2-The GCN architecture is a fair bit more restricted than earlier AMD hardware. The stated goal has been to reduce complexity to allow for more efficient hardware.The downside is that this in some cases leads to longer shaders than what you would see on earlier hardware.
3-The hardware can also only read a single scalar register per instruction,and not at the same time as a literal constant. This can be problematic for taking full advantage of the MAD instruction
The implication thus is naturally that you should write
shaders that fits this MAD-form to the greatest extent as possible.
The GCN architecture complicates the issue somewhat due to its more restricted instruction set. As a general rule of-thumb, writing in MAD-form is still the way to go; however, there are cases on GCN where it may not be beneficial, or even add a couple of scalar instructions.
4-Transcendentals are 1/4 rate.
5-ROPS: As hardware has gotten increasingly more powerful over the years, some parts of it has lagged behind. The number of ROPs (i.e. how many pixels we can output per clock) remains
very low. While this reflects typical use cases where the shader is reasonably long, it may limit the performance of short shaders. Unless the output format is wide, we are not even theoretically capable of using the full bandwidth available. For the HD7970 we need a 128bit format to become bandwidth bound. For the PS4 64bit would suffice.
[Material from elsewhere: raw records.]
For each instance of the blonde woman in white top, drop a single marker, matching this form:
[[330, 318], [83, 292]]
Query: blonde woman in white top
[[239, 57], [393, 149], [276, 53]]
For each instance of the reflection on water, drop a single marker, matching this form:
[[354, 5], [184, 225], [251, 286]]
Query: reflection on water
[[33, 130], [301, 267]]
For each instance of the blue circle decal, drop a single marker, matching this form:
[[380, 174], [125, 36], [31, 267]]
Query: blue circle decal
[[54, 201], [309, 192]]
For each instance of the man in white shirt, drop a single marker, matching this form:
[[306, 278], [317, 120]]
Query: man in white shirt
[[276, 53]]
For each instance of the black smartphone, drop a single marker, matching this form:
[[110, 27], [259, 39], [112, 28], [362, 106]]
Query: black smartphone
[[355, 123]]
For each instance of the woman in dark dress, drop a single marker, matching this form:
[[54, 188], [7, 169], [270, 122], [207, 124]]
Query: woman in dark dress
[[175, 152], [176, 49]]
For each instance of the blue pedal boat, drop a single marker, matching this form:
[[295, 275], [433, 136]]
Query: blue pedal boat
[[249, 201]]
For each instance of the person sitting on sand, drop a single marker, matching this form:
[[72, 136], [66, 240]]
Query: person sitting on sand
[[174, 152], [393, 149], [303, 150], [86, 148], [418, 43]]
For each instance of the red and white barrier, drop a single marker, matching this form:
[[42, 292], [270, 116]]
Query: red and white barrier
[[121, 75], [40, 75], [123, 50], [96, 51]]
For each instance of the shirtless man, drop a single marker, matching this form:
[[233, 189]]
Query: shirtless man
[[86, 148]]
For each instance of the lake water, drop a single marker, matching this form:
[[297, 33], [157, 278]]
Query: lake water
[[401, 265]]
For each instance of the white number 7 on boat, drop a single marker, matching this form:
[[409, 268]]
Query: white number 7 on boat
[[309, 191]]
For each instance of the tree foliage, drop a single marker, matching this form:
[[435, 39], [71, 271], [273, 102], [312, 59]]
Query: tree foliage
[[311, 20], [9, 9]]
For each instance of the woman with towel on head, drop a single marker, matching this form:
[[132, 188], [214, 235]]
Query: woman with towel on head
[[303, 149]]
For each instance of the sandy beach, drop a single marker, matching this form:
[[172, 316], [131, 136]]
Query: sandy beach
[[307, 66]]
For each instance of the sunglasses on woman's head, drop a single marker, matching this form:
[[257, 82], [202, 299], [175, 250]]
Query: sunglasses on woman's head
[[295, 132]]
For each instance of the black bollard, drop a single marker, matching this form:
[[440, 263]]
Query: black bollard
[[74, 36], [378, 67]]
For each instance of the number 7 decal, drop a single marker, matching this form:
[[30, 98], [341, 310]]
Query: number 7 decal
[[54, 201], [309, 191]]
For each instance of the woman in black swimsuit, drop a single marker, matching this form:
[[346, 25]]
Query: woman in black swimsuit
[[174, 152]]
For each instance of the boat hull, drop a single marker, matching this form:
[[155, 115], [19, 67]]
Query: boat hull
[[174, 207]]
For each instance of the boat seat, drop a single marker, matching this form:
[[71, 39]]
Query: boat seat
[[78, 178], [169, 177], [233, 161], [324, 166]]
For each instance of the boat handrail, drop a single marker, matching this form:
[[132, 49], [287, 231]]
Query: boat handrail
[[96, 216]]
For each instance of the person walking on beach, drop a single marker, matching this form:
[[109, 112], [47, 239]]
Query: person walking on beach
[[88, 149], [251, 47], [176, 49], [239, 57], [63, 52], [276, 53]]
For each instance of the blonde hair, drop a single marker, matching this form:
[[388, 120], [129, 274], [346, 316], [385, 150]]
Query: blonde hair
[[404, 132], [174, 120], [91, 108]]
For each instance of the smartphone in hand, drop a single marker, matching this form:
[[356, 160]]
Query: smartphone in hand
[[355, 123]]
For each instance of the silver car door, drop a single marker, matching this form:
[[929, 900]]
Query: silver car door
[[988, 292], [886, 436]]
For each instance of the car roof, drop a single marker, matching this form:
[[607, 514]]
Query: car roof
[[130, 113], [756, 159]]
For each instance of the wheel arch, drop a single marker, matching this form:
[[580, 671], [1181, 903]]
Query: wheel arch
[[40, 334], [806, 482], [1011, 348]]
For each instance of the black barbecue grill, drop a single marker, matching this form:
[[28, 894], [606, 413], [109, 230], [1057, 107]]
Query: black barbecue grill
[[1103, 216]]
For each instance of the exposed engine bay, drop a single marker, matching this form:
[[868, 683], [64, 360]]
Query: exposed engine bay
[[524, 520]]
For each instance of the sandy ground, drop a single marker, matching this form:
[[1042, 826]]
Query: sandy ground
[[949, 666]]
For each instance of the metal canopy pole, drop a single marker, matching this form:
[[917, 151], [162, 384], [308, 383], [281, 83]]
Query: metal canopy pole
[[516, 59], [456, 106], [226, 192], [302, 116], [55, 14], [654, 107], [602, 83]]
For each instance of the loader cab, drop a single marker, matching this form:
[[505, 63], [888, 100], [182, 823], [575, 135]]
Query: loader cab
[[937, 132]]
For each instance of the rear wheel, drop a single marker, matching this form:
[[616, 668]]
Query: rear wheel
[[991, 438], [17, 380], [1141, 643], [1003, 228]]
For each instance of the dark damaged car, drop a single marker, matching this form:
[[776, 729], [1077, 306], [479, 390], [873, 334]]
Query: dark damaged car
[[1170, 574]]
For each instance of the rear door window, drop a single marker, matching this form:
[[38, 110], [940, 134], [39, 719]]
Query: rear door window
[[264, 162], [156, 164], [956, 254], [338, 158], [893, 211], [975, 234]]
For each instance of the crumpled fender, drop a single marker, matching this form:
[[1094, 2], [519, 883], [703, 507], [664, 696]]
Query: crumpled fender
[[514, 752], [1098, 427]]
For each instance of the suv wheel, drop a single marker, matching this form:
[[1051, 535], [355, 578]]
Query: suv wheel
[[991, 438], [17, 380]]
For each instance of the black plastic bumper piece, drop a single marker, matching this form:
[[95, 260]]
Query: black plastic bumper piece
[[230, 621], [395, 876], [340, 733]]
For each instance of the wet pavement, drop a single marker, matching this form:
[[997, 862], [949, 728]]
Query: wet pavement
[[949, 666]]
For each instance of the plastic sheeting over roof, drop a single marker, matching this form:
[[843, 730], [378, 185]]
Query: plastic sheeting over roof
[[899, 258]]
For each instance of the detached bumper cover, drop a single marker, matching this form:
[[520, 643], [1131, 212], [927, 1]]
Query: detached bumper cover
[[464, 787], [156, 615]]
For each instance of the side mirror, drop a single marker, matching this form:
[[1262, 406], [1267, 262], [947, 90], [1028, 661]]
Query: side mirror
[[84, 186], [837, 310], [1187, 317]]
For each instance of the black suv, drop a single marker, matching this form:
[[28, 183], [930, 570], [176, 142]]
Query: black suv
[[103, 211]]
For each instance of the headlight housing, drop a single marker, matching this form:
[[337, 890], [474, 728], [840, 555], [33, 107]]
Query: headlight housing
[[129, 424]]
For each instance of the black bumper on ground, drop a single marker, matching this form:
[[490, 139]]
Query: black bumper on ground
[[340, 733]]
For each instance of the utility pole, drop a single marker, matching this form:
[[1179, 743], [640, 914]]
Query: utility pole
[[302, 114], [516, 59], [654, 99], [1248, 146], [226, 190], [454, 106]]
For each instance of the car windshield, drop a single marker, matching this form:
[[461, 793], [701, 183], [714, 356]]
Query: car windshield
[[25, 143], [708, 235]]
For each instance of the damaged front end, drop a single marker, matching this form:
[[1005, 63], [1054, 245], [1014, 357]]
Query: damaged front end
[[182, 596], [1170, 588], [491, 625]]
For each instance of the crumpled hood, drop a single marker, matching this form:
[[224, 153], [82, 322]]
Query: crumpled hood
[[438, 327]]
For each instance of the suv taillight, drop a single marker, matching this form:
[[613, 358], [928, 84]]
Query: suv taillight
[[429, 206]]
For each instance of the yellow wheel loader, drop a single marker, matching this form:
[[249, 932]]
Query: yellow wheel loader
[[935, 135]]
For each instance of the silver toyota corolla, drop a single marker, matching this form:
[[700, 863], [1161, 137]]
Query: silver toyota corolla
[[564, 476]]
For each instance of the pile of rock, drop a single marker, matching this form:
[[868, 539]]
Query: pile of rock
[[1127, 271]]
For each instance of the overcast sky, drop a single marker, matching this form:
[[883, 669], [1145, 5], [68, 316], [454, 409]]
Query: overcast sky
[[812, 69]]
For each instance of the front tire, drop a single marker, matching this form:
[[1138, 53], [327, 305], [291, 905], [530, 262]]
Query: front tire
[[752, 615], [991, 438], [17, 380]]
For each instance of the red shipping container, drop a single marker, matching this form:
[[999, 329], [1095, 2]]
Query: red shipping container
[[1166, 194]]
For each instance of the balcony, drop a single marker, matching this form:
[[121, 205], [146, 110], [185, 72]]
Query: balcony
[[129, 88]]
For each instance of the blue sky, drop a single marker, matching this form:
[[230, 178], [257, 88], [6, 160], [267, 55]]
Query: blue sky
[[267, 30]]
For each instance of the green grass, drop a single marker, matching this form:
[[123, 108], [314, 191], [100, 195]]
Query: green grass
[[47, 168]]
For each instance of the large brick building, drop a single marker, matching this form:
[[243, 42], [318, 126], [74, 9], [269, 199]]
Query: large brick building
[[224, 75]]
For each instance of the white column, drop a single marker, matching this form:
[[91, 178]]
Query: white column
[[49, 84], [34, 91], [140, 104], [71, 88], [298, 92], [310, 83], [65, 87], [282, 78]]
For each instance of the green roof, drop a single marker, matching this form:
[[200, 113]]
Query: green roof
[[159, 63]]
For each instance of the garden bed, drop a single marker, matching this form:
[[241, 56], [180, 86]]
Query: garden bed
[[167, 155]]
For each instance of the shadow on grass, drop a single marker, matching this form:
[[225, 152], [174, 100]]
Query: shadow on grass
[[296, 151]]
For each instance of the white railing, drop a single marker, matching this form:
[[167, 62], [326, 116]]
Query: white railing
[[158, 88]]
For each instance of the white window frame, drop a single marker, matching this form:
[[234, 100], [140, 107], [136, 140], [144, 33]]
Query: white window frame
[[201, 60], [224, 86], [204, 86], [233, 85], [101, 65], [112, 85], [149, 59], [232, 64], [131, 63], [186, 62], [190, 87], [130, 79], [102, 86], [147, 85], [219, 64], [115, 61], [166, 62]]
The solution is to use a compute shader. Writing through a UAV bypasses the ROPs and goes straight to memory. This solution obviously does not apply to all sorts of rendering, for one we are skipping the entire graphics pipeline as well on which we still depend for most normal rendering. However, in the cases where it applies it can certainly result in a substantial performance increase. Cases where we are initializing textures to something else than a constant color, simple post-effects, this would be useful.